Smokey Joe’s Cafe: The Songs of Leiber & Stoller @ Casa Manana

—Jan Farrington

A lifetime later, it’s still quite a question: How, just how did two white high school grads from the middle of the last century (Jerry Leiber from Baltimore and Mike Stoller from Long Island), come to write so many Top 10 songs for Black mega-stars like The Drifters and the Coasters, plus huge hits for both Elvis (“Hound Dog,” “Jailhouse Rock”) and torch singer Peggy Lee?

Casa Manana’s Smokey Joe’s Café, still Broadway’s longest running musical revue (all songs, no pesky plot) doesn’t bother telling us the story of it all. It lets the songs—those songs!—speak for themselves, and oh, how well they do.

You know the feeling of driving on an empty West Texas highway—that moment when you put the pedal to the metal and the volume on “hurt me”? That’s Smokey Joe’s. With a hot onstage band led by music director Vonda K. Bowling, Smokey Joe’s jumps into action from the first moment, and keeps the music coming while we roll through the miles—many of us thinking about our own histories with R&B and rock.

At the performance reviewed, an older crowd sang and swayed to lines stuck in their minds since school days: “You’re gonna need an ocean/Of calamine lotion,”…”There goes my baby,”…”You ain’t nothin’ but a hound dog,”—from silly novelty numbers to deep-digging love songs.

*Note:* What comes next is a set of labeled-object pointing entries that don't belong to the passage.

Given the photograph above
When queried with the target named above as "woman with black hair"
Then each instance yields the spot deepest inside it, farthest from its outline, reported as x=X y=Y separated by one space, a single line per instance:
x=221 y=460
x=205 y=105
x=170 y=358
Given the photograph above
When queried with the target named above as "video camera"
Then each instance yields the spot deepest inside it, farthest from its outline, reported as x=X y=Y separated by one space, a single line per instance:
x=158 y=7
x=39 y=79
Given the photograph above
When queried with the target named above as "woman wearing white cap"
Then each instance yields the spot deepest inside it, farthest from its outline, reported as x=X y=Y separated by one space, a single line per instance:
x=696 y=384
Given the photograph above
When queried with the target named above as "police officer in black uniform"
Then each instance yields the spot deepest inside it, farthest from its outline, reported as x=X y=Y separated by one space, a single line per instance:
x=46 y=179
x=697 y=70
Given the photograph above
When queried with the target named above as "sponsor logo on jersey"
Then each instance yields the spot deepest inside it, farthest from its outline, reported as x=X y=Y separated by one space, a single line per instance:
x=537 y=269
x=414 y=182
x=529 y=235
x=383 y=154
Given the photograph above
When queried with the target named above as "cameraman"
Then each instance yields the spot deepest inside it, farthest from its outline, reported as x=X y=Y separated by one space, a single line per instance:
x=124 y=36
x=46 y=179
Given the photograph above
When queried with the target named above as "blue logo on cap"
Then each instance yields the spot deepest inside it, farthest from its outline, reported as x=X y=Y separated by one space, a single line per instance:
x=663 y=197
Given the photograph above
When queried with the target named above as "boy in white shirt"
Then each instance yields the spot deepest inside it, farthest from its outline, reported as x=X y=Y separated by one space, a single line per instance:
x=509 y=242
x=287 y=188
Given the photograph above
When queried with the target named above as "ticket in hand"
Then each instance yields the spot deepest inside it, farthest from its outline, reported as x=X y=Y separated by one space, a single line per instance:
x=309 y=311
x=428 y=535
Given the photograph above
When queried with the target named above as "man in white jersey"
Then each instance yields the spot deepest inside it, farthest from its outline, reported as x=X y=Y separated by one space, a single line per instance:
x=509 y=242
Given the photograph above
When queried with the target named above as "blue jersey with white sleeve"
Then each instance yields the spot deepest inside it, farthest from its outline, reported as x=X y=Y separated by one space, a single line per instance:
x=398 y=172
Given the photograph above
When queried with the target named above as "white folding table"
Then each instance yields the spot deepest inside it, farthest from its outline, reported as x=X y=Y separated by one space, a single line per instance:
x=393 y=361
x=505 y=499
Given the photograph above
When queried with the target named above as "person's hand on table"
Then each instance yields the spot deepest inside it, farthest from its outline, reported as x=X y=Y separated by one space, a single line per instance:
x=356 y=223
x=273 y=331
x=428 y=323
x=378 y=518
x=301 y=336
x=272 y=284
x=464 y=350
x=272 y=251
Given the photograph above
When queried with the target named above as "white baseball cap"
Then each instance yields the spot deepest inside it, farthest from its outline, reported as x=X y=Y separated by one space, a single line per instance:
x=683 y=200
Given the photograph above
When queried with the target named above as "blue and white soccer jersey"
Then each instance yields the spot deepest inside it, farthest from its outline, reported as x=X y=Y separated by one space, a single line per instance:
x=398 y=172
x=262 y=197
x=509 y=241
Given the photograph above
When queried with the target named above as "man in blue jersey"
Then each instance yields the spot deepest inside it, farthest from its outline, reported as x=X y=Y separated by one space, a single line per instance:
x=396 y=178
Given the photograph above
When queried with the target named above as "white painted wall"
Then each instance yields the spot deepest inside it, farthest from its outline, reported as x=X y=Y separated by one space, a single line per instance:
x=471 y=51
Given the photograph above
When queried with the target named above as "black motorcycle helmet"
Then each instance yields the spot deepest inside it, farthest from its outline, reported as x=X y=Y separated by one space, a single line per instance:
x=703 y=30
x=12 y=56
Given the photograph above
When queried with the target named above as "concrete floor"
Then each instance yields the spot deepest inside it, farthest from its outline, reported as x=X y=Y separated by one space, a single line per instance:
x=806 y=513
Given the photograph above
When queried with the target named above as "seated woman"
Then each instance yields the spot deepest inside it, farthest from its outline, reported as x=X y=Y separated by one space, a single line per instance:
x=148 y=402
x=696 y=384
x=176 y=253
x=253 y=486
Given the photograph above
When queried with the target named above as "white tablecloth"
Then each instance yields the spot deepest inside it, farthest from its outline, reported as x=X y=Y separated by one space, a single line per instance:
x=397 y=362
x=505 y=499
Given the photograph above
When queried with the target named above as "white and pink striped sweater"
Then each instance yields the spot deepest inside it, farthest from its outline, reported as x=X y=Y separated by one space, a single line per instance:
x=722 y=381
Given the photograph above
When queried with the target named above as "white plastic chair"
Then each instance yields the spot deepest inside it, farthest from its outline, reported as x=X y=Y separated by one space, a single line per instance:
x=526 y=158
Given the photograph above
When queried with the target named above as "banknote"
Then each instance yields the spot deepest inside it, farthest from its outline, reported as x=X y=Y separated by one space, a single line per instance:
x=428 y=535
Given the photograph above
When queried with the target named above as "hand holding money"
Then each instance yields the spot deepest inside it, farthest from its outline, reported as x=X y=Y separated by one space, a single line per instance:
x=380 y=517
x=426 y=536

And four-year-old Martha, down the row, danced to everything.

Director/choreographer Gerry McIntyre clearly knows how it’s done: his sharp, period-adjacent dance moves (hello, shimmy and jerk!) put plenty of action onstage, and terrific voices in the cast of nine keep us in the groove. The cast, from A to almost-Z, includes: Jackie Burns, Darlesia Cearcy, Marqell Edward Clayton, Kris Coleman, Winston Daniels, Dan DeLuca, Tyrick Wiltez Jones, Emmie Kivell, and Rachel Webb (with Braxton Johnson and Rachel Rice on swing).

Some of the numbers are stylistically close to the originals—while others show off interesting twists that bring out the unexpected. Musical fallout from Leiber and Stoller’s hits drifted into rock and pop music, into Motown, into Phil Spector’s “wall of sound” style, and even into the lush, belting style of later artists such as Whitney Houston.

The male quintet of Clayton, Coleman, Daniels, DeLuca, and Jones have some fine solos, but do their best work as a group, lending great, resonant sound to “Keep on Rollin’,” “On Broadway,” “Treat Me Right” and other numbers. The ladies (Burns, Cearcy, Kivell, Webb) strut their stuff in “Kansas City,” while Burns lives up to her name with a fiery machine-gun delivery of “I Keep Forgettin’.” Cearcy’s rich voice carries songs of heartbreak and passion, among them “Trouble” and “Fools Fall in Love.” Webb is sexy-cute in “You’re the Boss,” and Kivell hot in “I am Woman” and the fringe-flaunting “Teach Me How to Shimmy.”

Bowling’s stellar work on piano, and the energy of the up-onstage band, need a second mention: her heavy, thumping chords feel like the highway this show runs on—straight, strong and full of life. Smokey Joe’s Café runs through November 7, and simply as a neutral head’s up, Casa is not requiring masks for the show.

These past few weeks it’s been interesting to analyze the “we’re back” opening productions from different North Texas theater companies, everything from stark drama to lighthearted revues. Casa’s choice is to make our hearts sing—and there’s nothing wrong with that, nothing at all!